The vice chancellor is leading a push to gather and transcribe the year’s worth of administrative decisions, guidelines and materials and compile them into a more easily accessible library. It would make the process of academic regulation and decision making run more smoothly, he said. 

He said that there are a few reports that the Rutgers community should look out for in the upcoming months. The Learning Method Systems is a report in the works that will investigate the many different supplementary system’s usage of programs like Blackboard and Sakai and will recommend which ones are best to implement University-wide. It will report on academic integrity and the use of recording devices in class as well. 

Sifuentes-Jáuregui has been with Rutgers since 1997. He has served as the chair of the Department of American Studies and has an extensive array of awards and honors, including the Warren I. Susman Award for Excellence in Teaching and the award for Distinguished Contributions to Undergraduate Education. 

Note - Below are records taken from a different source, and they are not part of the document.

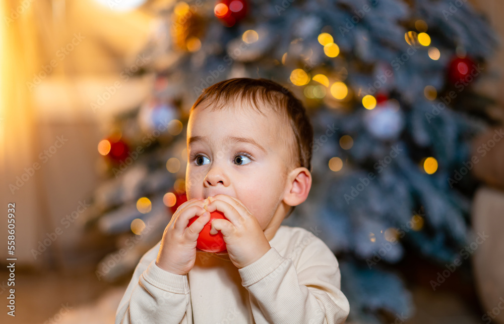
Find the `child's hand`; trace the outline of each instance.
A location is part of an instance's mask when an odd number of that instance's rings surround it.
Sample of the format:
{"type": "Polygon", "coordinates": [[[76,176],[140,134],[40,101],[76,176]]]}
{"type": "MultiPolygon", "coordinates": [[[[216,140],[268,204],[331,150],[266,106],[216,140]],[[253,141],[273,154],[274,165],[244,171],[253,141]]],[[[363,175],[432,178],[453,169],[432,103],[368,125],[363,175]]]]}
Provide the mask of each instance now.
{"type": "Polygon", "coordinates": [[[185,275],[196,260],[196,241],[200,232],[210,220],[210,213],[203,208],[207,199],[192,199],[180,205],[163,233],[156,264],[175,275],[185,275]],[[199,216],[191,226],[189,220],[199,216]]]}
{"type": "Polygon", "coordinates": [[[211,202],[205,209],[222,211],[229,220],[214,220],[210,234],[221,231],[229,259],[238,268],[259,259],[271,248],[259,221],[241,201],[223,194],[208,199],[211,202]]]}

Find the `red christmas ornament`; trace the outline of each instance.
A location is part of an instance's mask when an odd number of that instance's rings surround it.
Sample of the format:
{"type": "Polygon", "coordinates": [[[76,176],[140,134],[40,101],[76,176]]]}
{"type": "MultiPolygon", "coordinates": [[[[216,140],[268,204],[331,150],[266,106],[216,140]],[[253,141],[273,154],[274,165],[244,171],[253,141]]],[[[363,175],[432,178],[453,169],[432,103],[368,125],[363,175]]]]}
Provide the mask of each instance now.
{"type": "Polygon", "coordinates": [[[380,104],[382,102],[385,102],[389,100],[389,97],[384,93],[379,93],[376,94],[376,104],[380,104]]]}
{"type": "Polygon", "coordinates": [[[107,140],[110,143],[110,150],[107,156],[114,162],[120,163],[128,157],[130,149],[126,142],[121,139],[116,140],[107,138],[107,140]]]}
{"type": "MultiPolygon", "coordinates": [[[[189,220],[189,224],[187,227],[193,224],[198,219],[198,216],[195,216],[189,220]]],[[[224,214],[218,210],[213,211],[210,213],[210,220],[208,221],[203,229],[200,232],[200,235],[198,237],[198,241],[196,243],[196,247],[205,251],[212,253],[217,253],[223,252],[226,250],[226,243],[224,241],[224,237],[222,234],[219,231],[216,234],[211,234],[210,229],[212,228],[212,222],[216,219],[227,220],[224,214]]]]}
{"type": "Polygon", "coordinates": [[[470,58],[455,57],[448,68],[448,80],[452,85],[461,83],[467,85],[477,76],[476,70],[476,63],[470,58]]]}
{"type": "Polygon", "coordinates": [[[246,0],[219,0],[214,13],[226,27],[231,27],[246,16],[248,8],[246,0]]]}
{"type": "Polygon", "coordinates": [[[175,204],[170,207],[170,210],[171,211],[171,213],[173,214],[177,211],[179,206],[187,201],[187,197],[185,192],[181,193],[174,190],[174,192],[172,191],[172,193],[175,195],[175,204]]]}

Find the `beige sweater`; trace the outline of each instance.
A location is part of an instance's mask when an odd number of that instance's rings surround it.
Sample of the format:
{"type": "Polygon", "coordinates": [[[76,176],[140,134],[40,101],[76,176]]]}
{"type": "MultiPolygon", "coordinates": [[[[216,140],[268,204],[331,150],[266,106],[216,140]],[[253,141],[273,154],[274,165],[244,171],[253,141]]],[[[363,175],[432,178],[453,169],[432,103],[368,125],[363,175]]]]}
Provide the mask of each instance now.
{"type": "Polygon", "coordinates": [[[334,254],[313,233],[282,226],[271,248],[241,269],[227,254],[197,253],[187,275],[156,265],[160,242],[142,257],[117,308],[115,323],[343,323],[334,254]]]}

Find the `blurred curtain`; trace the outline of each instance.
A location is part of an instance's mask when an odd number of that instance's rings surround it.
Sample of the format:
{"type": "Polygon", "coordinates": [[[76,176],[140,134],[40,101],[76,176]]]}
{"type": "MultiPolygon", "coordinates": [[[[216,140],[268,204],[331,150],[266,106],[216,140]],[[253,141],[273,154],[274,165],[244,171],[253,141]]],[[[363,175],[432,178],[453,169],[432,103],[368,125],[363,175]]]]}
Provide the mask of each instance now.
{"type": "MultiPolygon", "coordinates": [[[[26,182],[21,179],[25,169],[29,170],[36,161],[35,152],[38,146],[34,136],[32,96],[26,86],[27,80],[33,77],[41,66],[34,13],[37,3],[4,1],[0,7],[0,17],[4,21],[0,24],[0,166],[3,184],[0,217],[3,226],[6,226],[7,204],[15,203],[15,256],[28,264],[35,261],[30,248],[36,245],[35,229],[37,222],[42,221],[38,216],[43,213],[44,209],[38,194],[41,192],[38,184],[40,177],[35,173],[26,182]],[[17,181],[18,177],[20,181],[17,181]]],[[[6,229],[4,227],[0,231],[3,242],[7,241],[6,229]]],[[[6,262],[5,259],[2,262],[6,262]]]]}

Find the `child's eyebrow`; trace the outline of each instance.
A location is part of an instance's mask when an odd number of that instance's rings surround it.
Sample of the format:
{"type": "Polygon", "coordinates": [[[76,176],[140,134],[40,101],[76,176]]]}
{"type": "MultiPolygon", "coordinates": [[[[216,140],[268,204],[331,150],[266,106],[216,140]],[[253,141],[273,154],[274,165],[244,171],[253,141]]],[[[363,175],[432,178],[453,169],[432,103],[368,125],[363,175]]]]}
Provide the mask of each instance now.
{"type": "MultiPolygon", "coordinates": [[[[187,140],[187,145],[190,145],[192,143],[194,143],[195,142],[205,141],[206,140],[206,137],[205,136],[192,136],[190,137],[189,139],[187,140]]],[[[234,143],[248,143],[249,144],[251,144],[261,150],[263,151],[263,152],[267,153],[266,149],[265,149],[264,147],[263,147],[261,144],[252,138],[231,136],[228,138],[228,141],[229,142],[233,142],[234,143]]]]}

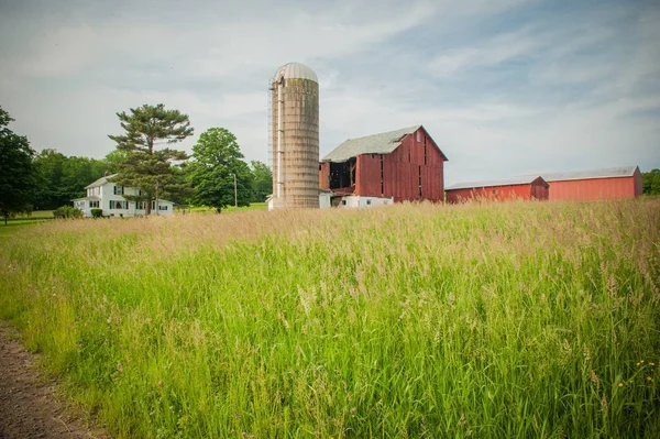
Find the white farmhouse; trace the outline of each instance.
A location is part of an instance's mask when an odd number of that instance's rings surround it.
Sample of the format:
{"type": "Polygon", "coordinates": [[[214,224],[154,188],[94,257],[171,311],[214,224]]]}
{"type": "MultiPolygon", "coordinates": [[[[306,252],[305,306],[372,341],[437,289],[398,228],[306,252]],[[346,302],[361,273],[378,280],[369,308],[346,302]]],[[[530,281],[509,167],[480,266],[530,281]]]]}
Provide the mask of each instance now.
{"type": "MultiPolygon", "coordinates": [[[[117,174],[101,177],[85,187],[87,197],[77,198],[74,207],[82,211],[86,217],[91,217],[91,209],[102,209],[103,217],[135,217],[145,215],[146,201],[129,201],[124,195],[140,195],[140,190],[129,186],[118,186],[111,182],[117,174]]],[[[152,215],[173,215],[174,202],[160,199],[158,209],[151,201],[152,215]]]]}

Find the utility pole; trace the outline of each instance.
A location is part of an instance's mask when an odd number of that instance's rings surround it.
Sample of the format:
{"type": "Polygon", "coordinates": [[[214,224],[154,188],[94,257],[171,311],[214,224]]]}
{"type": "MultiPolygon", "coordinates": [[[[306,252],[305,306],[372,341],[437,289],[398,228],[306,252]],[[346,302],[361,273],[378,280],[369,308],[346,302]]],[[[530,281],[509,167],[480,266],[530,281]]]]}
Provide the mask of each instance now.
{"type": "Polygon", "coordinates": [[[239,193],[237,190],[237,174],[234,173],[234,207],[239,208],[239,193]]]}
{"type": "Polygon", "coordinates": [[[161,212],[158,212],[158,187],[161,185],[158,184],[158,182],[156,180],[156,206],[154,207],[156,209],[156,215],[161,215],[161,212]]]}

He has written and contributed to several books on Latin American culture studies, and is involved in many programs relevant to the University through institutions such as Rutgers English Diversity Institute and the Aresty Research Center

Following the vice chancellor’s visit, the Assembly heard and voted on legislation that would potentially change language in its governing documents to remove the one-year membership requirement of running for vice president. The bill would allow the undergraduate student body to vote on allowing first-year members to be viable candidates for the spot. 

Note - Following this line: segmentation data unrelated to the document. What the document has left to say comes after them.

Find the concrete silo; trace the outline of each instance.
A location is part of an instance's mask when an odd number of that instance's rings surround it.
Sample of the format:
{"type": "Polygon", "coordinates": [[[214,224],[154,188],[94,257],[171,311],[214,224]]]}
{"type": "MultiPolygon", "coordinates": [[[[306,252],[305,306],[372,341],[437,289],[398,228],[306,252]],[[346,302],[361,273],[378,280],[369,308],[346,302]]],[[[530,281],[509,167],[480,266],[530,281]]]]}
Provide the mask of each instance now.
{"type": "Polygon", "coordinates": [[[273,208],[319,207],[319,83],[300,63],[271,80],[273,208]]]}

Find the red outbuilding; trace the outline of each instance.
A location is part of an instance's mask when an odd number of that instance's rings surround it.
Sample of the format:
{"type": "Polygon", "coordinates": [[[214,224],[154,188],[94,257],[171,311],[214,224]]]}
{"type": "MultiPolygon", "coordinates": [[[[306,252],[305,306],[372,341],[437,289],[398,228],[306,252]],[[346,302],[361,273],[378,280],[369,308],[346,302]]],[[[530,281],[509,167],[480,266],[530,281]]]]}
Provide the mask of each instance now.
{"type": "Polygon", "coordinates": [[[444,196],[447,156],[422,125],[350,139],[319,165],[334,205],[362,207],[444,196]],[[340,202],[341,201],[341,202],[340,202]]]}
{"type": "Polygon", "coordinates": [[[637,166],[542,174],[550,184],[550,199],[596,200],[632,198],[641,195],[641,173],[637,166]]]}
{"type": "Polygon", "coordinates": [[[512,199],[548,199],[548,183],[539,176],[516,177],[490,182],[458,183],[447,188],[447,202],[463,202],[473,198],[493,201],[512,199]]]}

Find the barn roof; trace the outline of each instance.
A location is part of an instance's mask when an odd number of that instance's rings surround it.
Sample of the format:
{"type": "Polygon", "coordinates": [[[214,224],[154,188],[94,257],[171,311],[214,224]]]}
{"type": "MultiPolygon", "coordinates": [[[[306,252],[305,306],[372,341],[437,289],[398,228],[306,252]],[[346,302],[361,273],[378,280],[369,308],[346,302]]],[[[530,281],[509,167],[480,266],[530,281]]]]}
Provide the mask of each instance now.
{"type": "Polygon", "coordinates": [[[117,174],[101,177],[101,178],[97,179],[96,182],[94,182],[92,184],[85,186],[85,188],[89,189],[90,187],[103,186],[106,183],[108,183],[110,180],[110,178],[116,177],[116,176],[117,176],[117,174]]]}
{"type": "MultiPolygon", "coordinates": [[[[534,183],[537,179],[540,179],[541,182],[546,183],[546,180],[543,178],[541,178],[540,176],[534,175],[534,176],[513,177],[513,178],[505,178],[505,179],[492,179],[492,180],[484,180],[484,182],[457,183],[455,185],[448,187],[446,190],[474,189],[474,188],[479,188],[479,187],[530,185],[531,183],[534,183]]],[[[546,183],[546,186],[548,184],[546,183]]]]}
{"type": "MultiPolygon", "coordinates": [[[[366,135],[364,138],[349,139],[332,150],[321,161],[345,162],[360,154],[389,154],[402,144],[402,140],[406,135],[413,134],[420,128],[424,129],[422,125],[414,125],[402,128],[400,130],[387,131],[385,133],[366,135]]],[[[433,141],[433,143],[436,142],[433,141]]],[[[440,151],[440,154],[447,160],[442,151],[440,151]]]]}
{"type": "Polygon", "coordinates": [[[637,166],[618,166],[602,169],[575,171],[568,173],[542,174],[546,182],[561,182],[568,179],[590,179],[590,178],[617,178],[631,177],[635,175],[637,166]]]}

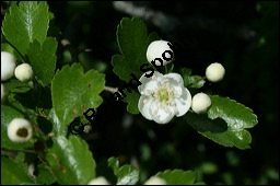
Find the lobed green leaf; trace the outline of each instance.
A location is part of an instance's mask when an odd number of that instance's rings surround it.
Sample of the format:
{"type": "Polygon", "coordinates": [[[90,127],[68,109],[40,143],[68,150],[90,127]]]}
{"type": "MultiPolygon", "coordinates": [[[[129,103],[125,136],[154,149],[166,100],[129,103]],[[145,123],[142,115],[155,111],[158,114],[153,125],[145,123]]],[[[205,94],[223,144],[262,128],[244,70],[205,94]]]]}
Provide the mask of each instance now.
{"type": "Polygon", "coordinates": [[[248,149],[250,133],[245,128],[257,124],[257,116],[244,105],[218,95],[211,97],[211,108],[207,115],[187,113],[186,121],[199,133],[225,147],[248,149]]]}
{"type": "Polygon", "coordinates": [[[155,176],[165,179],[167,185],[194,185],[196,181],[195,172],[183,170],[166,170],[155,176]]]}
{"type": "Polygon", "coordinates": [[[95,177],[95,161],[88,143],[80,137],[52,138],[54,144],[46,154],[51,173],[61,185],[86,185],[95,177]]]}
{"type": "Polygon", "coordinates": [[[30,43],[45,40],[50,20],[46,1],[21,1],[12,4],[5,14],[2,33],[22,55],[25,55],[30,43]]]}
{"type": "Polygon", "coordinates": [[[57,45],[56,38],[47,37],[43,44],[34,39],[27,49],[33,72],[45,84],[49,83],[55,74],[57,45]]]}
{"type": "Polygon", "coordinates": [[[1,155],[1,185],[33,185],[22,163],[1,155]]]}
{"type": "MultiPolygon", "coordinates": [[[[113,71],[124,81],[131,80],[131,73],[138,79],[143,72],[140,67],[143,63],[149,63],[145,57],[148,46],[156,39],[160,39],[156,33],[148,35],[144,23],[137,18],[124,18],[117,28],[117,43],[121,55],[112,57],[113,71]]],[[[152,68],[151,65],[147,68],[152,68]]],[[[136,103],[139,100],[139,93],[128,93],[125,102],[128,103],[127,111],[131,114],[139,114],[136,103]],[[138,97],[138,100],[137,100],[138,97]]]]}
{"type": "Polygon", "coordinates": [[[79,63],[65,66],[58,71],[51,83],[51,96],[55,114],[61,125],[70,124],[89,108],[102,103],[98,95],[105,85],[105,77],[95,70],[85,74],[79,63]]]}

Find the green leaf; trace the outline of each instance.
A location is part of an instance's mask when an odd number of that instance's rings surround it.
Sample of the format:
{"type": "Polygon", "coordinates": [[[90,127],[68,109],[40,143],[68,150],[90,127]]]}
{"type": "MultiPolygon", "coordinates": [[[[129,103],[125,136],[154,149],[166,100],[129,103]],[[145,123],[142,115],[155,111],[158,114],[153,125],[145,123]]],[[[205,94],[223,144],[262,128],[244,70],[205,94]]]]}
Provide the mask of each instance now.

“It's about accessibility and inclusivity,” said Vladimir Carrasco, a School of Arts and Sciences junior. 

This policy would allow students to truly engage in undergraduate representation, he said. 

Representatives voiced concern over the potential lack of experience a first-year president would have. They said that RUSA has many procedures and conventions that require a student government understanding.

After more than an hour of debate and deliberation, as well as several amendments and motions, the legislation failed in a 22-26 vote.The potential new rules would have gone into effect next election cycle, so they would not have directly affected any current potential candidates.